Shapiro is stealing Trump’s tactics because the president proved old political laws no longer applied. Talarico found that something as basic as door-to-door voter registration has changed. He told me, “People don’t answer their doors anymore.” Voters are also wary of the time-worn mailers and poll-driven political ads. Brewer sees this. She told me, “I don't want 32 mailers that just repeat the national narrative. I don't want four different benchmark polls that cost $150,00.”
Kelly, a 7-term incumbent, wins by a consistent focus on constituent service and as Brewer shared, “We just campaign differently … I think that that with Mike Kelly, what you see is what you get. And he’s a straight shooter.”
What you see is what you get has worked for Kelly and Trump in Pennsylvania. But Republicans are not complacent. Shank, along with Cliff Smathers, the new chair of the Erie County GOP, both point to pushing Republican mail-in ballots. Two-thirds of mail-in ballot requests are by Democrats. By election day, Democrats hold a huge lead that is only surmounted by a massive GOP turnout. Smathers told me Erie Republicans made some progress in 2025. “We had a real good turnout with the mail ballots, and a lot of people didn't notice, but we increased our low propensity voters. By about 1,000 in mail in ballot this last year.”
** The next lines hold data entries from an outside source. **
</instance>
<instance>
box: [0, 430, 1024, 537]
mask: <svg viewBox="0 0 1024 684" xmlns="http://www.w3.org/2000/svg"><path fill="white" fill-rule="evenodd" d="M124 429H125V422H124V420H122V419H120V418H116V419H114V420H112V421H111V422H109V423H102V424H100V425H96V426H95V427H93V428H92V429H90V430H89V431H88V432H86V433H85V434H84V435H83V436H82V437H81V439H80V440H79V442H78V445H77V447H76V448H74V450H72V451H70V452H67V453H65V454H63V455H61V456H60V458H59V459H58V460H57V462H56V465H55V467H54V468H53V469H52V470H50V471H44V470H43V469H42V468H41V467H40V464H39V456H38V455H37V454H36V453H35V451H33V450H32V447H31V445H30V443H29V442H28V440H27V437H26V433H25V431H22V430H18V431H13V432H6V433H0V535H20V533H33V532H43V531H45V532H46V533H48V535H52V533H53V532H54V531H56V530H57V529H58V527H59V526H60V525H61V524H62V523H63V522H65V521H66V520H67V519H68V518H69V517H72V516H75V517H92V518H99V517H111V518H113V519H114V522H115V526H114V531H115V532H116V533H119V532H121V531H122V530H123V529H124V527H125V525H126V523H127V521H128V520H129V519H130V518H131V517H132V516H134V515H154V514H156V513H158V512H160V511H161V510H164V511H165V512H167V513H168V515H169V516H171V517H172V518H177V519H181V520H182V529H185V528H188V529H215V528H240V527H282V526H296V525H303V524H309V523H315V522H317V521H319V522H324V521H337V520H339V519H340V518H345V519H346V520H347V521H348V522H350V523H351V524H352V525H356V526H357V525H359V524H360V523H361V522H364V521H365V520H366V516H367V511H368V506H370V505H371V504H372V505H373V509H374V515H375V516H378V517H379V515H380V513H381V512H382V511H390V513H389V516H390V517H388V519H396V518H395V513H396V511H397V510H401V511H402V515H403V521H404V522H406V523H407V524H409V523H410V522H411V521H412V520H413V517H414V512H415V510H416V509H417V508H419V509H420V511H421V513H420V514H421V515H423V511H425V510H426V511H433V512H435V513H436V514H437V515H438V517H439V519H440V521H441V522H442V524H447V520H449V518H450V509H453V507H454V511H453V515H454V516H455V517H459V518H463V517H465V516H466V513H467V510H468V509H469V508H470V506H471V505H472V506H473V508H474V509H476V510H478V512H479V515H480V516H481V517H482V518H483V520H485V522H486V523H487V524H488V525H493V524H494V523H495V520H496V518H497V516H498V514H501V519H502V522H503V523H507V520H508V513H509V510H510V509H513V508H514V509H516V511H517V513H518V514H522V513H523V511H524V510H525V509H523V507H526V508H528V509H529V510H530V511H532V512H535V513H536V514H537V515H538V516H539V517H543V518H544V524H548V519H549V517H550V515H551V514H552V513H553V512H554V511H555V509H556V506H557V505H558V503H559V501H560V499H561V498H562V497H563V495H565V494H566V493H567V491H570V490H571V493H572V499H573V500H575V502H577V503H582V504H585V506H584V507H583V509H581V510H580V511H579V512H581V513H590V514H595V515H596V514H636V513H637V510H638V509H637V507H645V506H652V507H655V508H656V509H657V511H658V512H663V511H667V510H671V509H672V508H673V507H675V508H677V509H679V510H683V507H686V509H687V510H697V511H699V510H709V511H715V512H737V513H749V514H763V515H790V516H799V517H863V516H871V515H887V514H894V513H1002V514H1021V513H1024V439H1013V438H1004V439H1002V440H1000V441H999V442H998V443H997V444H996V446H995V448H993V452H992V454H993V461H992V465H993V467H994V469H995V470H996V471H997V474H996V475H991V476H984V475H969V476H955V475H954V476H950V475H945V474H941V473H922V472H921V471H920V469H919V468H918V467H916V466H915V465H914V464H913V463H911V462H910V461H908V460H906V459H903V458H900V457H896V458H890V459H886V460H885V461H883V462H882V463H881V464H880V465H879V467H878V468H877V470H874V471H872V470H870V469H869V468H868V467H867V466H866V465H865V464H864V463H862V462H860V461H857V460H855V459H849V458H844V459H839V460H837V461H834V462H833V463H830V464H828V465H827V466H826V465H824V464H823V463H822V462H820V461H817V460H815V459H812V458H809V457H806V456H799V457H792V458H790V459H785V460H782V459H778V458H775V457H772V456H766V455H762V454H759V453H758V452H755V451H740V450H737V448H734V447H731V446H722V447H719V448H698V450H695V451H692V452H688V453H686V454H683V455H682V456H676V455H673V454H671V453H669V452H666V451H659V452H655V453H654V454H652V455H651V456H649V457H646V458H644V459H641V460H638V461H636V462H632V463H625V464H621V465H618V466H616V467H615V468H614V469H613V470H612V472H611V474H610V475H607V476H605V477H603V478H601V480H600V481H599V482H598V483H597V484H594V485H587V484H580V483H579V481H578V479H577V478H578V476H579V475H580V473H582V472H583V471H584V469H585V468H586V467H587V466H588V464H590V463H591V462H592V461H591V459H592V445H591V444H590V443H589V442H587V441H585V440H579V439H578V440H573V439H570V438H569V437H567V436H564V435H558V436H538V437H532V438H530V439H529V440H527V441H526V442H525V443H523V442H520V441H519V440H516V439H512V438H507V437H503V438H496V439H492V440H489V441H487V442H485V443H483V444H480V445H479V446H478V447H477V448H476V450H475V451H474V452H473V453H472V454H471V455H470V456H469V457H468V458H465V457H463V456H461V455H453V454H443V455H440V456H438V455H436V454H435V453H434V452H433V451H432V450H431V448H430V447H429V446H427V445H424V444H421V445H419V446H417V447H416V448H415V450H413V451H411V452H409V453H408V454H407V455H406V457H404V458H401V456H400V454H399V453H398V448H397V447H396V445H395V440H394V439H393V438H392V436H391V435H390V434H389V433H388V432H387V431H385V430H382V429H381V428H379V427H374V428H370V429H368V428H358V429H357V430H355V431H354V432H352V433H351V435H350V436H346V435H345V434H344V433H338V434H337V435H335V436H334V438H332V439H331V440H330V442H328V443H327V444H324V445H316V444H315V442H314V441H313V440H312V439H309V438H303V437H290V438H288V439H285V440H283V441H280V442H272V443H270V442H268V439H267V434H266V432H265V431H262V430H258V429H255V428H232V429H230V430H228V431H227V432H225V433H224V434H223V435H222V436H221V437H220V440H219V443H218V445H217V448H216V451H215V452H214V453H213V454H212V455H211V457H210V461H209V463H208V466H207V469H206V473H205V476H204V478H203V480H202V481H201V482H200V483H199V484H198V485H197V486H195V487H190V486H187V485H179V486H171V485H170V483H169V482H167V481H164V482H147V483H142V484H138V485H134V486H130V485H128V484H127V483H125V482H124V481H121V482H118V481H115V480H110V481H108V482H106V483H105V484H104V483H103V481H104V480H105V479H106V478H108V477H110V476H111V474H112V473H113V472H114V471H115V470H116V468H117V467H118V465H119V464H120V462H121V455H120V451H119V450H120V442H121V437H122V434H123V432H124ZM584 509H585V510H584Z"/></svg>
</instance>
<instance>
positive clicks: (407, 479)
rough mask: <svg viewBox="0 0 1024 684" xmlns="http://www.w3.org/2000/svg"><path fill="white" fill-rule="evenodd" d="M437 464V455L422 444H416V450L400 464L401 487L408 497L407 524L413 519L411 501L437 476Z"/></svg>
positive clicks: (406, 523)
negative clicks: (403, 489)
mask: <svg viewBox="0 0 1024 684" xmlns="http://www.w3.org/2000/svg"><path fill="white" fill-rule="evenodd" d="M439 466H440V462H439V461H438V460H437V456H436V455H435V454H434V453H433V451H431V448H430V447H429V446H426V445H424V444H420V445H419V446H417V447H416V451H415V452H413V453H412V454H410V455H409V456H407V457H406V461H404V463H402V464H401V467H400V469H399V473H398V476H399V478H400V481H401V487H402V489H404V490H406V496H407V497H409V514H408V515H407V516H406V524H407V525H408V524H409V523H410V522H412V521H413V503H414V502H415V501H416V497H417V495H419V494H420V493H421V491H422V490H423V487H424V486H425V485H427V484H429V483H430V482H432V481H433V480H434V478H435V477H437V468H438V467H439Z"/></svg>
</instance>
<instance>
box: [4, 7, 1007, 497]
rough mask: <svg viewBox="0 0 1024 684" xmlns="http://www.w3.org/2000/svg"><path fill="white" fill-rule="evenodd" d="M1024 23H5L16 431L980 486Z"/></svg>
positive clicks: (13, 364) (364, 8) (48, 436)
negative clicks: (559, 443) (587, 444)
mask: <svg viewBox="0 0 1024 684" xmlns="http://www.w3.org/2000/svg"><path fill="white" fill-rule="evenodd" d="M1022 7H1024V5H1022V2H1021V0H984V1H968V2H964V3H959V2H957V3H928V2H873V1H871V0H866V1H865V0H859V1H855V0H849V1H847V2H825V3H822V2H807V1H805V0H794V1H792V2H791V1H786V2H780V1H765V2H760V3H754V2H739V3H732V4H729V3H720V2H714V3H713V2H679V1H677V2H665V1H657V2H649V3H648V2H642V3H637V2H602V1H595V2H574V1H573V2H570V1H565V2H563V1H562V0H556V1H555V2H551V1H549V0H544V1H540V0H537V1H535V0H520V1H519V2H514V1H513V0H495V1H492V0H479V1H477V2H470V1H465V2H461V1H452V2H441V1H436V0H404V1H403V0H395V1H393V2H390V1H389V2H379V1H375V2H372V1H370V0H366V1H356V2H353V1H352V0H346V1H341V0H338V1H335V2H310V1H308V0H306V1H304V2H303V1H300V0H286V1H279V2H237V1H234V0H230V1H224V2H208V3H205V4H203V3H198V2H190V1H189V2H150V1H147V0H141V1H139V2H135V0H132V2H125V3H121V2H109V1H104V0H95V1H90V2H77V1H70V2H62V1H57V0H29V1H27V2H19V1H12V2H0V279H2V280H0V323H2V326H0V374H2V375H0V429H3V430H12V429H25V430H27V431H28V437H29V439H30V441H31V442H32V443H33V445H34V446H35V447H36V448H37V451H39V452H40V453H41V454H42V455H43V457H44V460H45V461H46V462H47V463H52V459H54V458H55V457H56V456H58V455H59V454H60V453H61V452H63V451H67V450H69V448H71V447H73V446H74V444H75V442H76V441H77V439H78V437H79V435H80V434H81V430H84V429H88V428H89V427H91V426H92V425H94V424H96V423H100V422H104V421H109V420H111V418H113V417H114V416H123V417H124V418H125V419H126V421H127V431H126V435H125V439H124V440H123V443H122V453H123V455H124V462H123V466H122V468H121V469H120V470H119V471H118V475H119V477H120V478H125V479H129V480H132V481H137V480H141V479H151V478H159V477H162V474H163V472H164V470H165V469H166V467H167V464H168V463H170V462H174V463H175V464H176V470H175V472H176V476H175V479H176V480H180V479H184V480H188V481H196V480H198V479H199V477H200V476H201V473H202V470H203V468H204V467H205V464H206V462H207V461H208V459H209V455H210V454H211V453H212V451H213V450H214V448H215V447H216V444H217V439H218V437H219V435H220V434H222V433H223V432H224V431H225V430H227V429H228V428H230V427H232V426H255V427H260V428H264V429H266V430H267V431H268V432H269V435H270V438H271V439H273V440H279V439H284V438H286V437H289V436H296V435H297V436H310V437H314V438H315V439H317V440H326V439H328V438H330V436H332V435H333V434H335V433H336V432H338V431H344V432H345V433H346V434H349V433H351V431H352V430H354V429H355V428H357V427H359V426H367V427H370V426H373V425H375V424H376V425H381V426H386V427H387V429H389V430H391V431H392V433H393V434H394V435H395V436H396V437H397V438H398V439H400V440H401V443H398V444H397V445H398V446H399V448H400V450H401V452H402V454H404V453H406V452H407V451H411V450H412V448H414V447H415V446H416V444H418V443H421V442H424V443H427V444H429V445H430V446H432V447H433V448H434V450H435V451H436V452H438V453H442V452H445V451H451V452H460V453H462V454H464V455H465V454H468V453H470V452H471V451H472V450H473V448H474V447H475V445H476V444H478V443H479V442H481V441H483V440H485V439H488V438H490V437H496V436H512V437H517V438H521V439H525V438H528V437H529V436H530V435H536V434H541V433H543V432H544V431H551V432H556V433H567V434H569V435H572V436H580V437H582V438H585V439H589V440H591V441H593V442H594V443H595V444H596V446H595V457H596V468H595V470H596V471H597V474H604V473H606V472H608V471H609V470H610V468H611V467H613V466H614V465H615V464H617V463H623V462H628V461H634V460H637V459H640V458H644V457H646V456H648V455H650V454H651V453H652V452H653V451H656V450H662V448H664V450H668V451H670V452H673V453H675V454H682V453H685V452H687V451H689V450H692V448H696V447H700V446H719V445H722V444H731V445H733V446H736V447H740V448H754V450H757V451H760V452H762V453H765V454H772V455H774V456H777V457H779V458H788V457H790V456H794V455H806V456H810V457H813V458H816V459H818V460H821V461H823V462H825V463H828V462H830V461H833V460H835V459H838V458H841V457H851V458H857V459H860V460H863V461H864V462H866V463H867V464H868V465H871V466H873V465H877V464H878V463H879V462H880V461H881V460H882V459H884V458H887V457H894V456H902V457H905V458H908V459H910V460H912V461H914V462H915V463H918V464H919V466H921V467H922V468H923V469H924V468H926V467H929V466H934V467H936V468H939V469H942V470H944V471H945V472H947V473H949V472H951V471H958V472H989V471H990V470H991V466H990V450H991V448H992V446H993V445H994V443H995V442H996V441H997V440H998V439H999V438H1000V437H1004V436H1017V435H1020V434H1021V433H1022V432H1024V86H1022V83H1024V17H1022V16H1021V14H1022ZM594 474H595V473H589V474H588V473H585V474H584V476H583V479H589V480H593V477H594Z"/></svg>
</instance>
In Erie County, Shank points to “a lot of positive, good change on the horizon.” In addition to an area Turning Points chapter, Scott Presler, a national Republican activist, has hired a full-time staffer to coordinate northwest Pennsylvania. Those moves, along with some historic numbers, should keep Democrats from spiking the football. In January 2018, ten months before Democrats took the House, they led Republicans in the generic ballot by 7-points. Today, that lead is just 4. Despite rougher economic seas and controversies over Greenland and Venezuela, the president’s approval rating is 3 points higher than it was in 2018. Then there is voter registration. Nationally, Republicans are beating Democrats in registering party faithful. In 2016, registered Democrats in Pennsylvania outnumbered Republicans by nearly 1 million. Today, the GOP has that lead down to 63,000.
Talarico’s truism that, “Trump is Trump, and he’s going to be Trump” is correct. That reality cuts both ways. Democrats are jazzed to turnout for the midterm. But the Roadrunner eludes Wiley E. Coyote because it sees things that others miss. The old rules of politics have changed. Approval ratings matter. Campaigns matter. But as Brewer explained, “I think what used to work 20 years ago, being able to say the thing that you think voters want to hear and to make big promises without delivering, people are onto that. And Trump totally blew that up in ‘16. Nobody, only Trump, really understood that.”
Trump defies the laws of political gravity because he rewrote them. The question is whether Democrats have learned the lesson.